外反母趾についてはかなり調べてみたが、ときどき「これで治る!」と称されたテーピング術などはあるものの、基本は外科手術でないと完治しないようだ。「おしゃれでカワイイ!」という浅はかな喜びと引き換えに、私はせっかくこの世で頂いた健康な体を積極的に痛めてしまったのだ。
まったく私の至らなさ、ボンクラ加減からこうなってしまい猛省である。その一方、いくら可愛くても、「履いていると体を不可逆に痛める靴」がふつうに罷り通っているこの社会にも憂いの念が起こる。私だけでなくパンプスやらハイヒールで足を痛めてしまう女性は多い。

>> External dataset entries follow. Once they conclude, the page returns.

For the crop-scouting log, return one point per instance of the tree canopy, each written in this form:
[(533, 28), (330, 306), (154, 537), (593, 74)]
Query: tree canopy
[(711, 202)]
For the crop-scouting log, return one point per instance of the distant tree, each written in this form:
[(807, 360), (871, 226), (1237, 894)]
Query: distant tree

新しい靴を履いて夕方には足が痛い、なんてことはよくあることだ。こんなに世の中には靴が溢れているのに、足を傷めない草履も下駄も1000年以上前からあるのに、わざわざ高いヒールを履いて外反母趾になったとか、姿勢が悪くなったとか、かけがえのない体を痛めるとはなんて悲しいことだろう。また、ヒールが高いといざというときに走れない。靴として性能が低すぎる。歴史上、ヒールで足をひねって大怪我をしたり逃げ遅れたり、ひょっとして命に関わった例も数多くあったろう。
こういうものがふつうに売買されているというのもひとつの問題だ。仮に今目の前にとってもおしゃれな帽子が売ってあって、それが「被ってると頭痛を引き起こし長期間使用すると頭の形が骨ごと不可逆に変形し、また視界を遮り2m先が見えなくなるため、危険な場所では安全確保のために脱ぐ必要のある帽子」だとしたら買うだろうか。いくら安くてもたぶんほとんど買わないと思う。女性用靴の世界ではなぜかそれが罷り通っているのだ。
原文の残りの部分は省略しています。